Hydrographic Challenges in the Arctic Ocean

Hydrographic Challenges in the Arctic Ocean

Increasing shipping in the Arctic Ocean together with oil and gas exploitation and industrial development due to the recession of ice, require urgent hydrographic and navigational support, to protect safety of navigation and the marine environment. The International Hydrographic Organization (IHO) and its Member States’ Hydrographic Offices (HOs) bordering this ocean, respond to these challenges.

While Antarctica is a continent surrounded by an ocean and regulated by the International Antarctic Treaty and its protocols, the Arctic is an ocean surrounded by land: Canada, Denmark - Greenland, Norway, the Russian Federation and USA border the Arctic. The Arctic is undergoing an extraordinary transformation. Marine access in the Arctic Ocean, driven by global climate change, has been changing in unprecedented ways. All shipping in this ocean is set to increase as sea ice retreats and as the Arctic opens up to further industrial development. With predicted reduction in summer sea ice, the Northeast Passage and Northern Sea Route may open for regular commercial navigation. This will have a great impact on global shipping. The number, size and type of ships crossing, visiting and using this region has increased tremendously during the last few years and is going to increase still further. Special maritime infrastructure is needed to support the Arctic challenges. Three major services are already progressed and supported by the IHO in the Arctic in order to increase safety, protect the environment and support maritime requirements.

1. The provision of adequate and accurate navigational charts and publications. The Arctic Council in its assessment report indicates that ‘gaps in hydrographic data exist for significant portions of primary shipping routes important to support safe navigation and voyage planning in Arctic waters' and that the ‘Arctic charting base hydrographic data is not adequate in most areas to support current and future marine activities'. The IHO is working very closely with the Arctic coastal States to improve this situation, noting that hydrographic surveys in the Arctic are logistically difficult, expensive to undertake and highly dependent on weather and ice conditions. Some cartographic coverage exists in parts of the region and the bordering States have in place various hydrographic projects in order to collect data that will result in the production of new charts and the updating of the existing ones. The establishment of the Arctic Regional Hydrographic Commission (ARHC) by the bordering States will accelerate the hydrographic and cartographic procedures and better serve mariners, safety and the environment.
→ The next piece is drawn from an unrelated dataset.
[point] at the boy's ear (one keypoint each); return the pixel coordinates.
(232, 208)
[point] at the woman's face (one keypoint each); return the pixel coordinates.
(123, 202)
2. Promulgation of Maritime Safety Information (MSI). The IHO, IMO and WMO have worked very closely and they have established five new NAVAREAS that will cover the Arctic region and became operational on 1 June 2011. Russian Federation, Norway and Canada have been named co-ordinators and they will promulgate important information that will enhance safety at sea.

3. Aids to navigation. The IHO and the Hydrographic Offices of the States bordering the Arctic are supporting IALA to study and progress the establishment of reliable aids to navigation systems. Considering the harsh ice and climate conditions virtual aids to navigation is an option that should be seriously considered.